MUAROJAMBI, BANPOS – Dugaan kriminalisasi terhadap sejumlah petani yang merupakan anggota Serikat Tani Nelayan (STN) di Kabupaten Muaro Jambi pada Minggu (29/10), mendapat kecaman keras. Pasalnya, selain dilakukan oleh personel Polda Jambi, peristiwa itu juga diduga melibatkan salah satu dosen berinisial H.
“Ini perlakuan tidak manusiawi dari aparat. Dan ironisnya, akademisi juga ikut terlibat. Kami mengecam keras tindakan kriminalisasi ini,” kata Suluh Rifai, Ketua Umum STN, saat memberi keterangan pada awak media.
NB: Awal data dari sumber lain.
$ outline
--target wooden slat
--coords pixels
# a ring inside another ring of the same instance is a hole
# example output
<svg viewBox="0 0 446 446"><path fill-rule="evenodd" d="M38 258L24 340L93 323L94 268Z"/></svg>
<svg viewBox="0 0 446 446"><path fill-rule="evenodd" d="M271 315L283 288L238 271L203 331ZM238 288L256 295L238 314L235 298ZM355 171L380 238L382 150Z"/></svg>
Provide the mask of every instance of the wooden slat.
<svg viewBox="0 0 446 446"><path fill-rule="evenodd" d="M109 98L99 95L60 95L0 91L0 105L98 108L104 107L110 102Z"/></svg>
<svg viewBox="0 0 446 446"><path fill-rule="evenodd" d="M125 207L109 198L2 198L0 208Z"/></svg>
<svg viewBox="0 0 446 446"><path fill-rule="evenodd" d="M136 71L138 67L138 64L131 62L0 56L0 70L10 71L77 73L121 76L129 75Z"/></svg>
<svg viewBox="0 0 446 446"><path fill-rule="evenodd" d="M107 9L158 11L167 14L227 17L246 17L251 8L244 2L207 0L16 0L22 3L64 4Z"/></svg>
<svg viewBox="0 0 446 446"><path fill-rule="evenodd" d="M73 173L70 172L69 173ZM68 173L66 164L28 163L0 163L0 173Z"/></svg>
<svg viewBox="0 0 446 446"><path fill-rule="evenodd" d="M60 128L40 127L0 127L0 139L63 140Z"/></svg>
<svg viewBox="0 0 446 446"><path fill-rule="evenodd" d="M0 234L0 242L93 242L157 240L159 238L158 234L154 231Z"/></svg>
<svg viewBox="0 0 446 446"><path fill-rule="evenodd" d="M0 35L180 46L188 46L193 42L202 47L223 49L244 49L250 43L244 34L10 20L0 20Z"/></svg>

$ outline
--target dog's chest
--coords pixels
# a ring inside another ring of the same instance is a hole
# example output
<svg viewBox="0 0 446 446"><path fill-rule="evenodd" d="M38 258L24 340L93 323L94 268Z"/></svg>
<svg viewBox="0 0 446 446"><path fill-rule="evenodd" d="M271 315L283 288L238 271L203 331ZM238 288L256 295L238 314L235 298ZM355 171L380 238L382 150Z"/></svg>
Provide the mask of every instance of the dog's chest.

Menurut Rifai, tindakan tidak manusiawi terjadi saat beberapa petani diperlakukan seperti hewan, diikat lehernya kemudian diseret oleh aparat kepolisian dan beberapa orang dari Koperasi Fajar Pagi Plasma PT. Ricky Kurniawan Kertapersada (PT. RKK).
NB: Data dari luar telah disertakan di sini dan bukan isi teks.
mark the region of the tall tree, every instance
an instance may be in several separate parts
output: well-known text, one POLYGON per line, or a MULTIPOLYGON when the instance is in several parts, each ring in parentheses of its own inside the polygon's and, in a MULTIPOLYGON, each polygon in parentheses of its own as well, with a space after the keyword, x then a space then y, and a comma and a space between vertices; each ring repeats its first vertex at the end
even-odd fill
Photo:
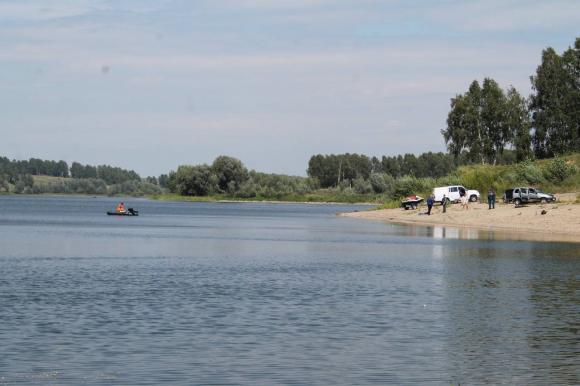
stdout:
POLYGON ((549 47, 531 78, 533 146, 539 158, 580 149, 580 38, 562 56, 549 47))
POLYGON ((528 121, 517 91, 512 87, 506 95, 496 81, 486 78, 483 87, 473 81, 465 94, 451 99, 447 128, 441 133, 456 160, 465 154, 470 162, 495 164, 508 147, 524 151, 528 121))

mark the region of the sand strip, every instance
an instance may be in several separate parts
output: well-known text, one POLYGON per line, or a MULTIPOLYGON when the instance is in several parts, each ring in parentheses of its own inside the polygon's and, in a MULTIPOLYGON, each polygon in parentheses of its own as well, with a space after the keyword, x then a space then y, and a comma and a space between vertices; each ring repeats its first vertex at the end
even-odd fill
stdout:
MULTIPOLYGON (((496 203, 495 209, 489 210, 487 204, 470 203, 468 210, 452 204, 446 213, 442 213, 439 205, 433 207, 430 216, 426 212, 426 206, 421 206, 416 210, 382 209, 343 213, 342 216, 438 228, 476 229, 492 232, 494 239, 580 243, 579 204, 557 202, 515 207, 496 203)), ((473 232, 467 232, 467 237, 462 237, 461 232, 453 234, 458 234, 459 238, 476 238, 473 232)))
Rifai sempat tak habis pikir dengan kriminalisasi yang dilakukan aparat dan oknum dosen. Padahal menurutnya, kekuasaan yang dimiliki oleh Polisi dan dosen tersebut seharusnya diabdikan untuk rakyat, bukan untuk koperasi.
“Saya sudah tak habis pikir. Polisi bukan lagi institusi pengaman rakyat. Tapi penindas rakyat. Oknum dosen ini juga sama, telah mencoreng institusi pendidikan tinggi yang seharusnya merdeka dari korporasi ini malah bernaung di ketiak korporasi,” tegas Rifai geram.
Saat diminta keterangan duduk perkara kriminalisasi petani, Rifai mengutarakan, Koperasi Fajar Pagi eks plasma PT. RKK sejak awal telah melanggar hukum dan merugikan negara hingga belasan tahun, karena telah menanam perkebunan sawit di kawasan Hutan Tanaman Industri (HTI).
Sebelumnya, PT RKK juga telah dikalahkan oleh majelis hakim di semua tingkatan bahwa yang berhak atas lahan yang diduduki PT. RKK sekarang adalah PT. WKS.
Lagi pula menurut Rifai, izin pemerintah yang diberikan kepada PT. WKS adalah konsesi Hutan Tanaman Industri (HTI).
Namun terang Rifai, PT. RKK telah menerobos hukum dan melanggar putusan PTUN dengan tetap menggunakan kawasan Hutan Tanaman Industri (HTI) dengan perkebunan sawit diatas lahan seluas 2.391 Hektar sejak tahun 2008.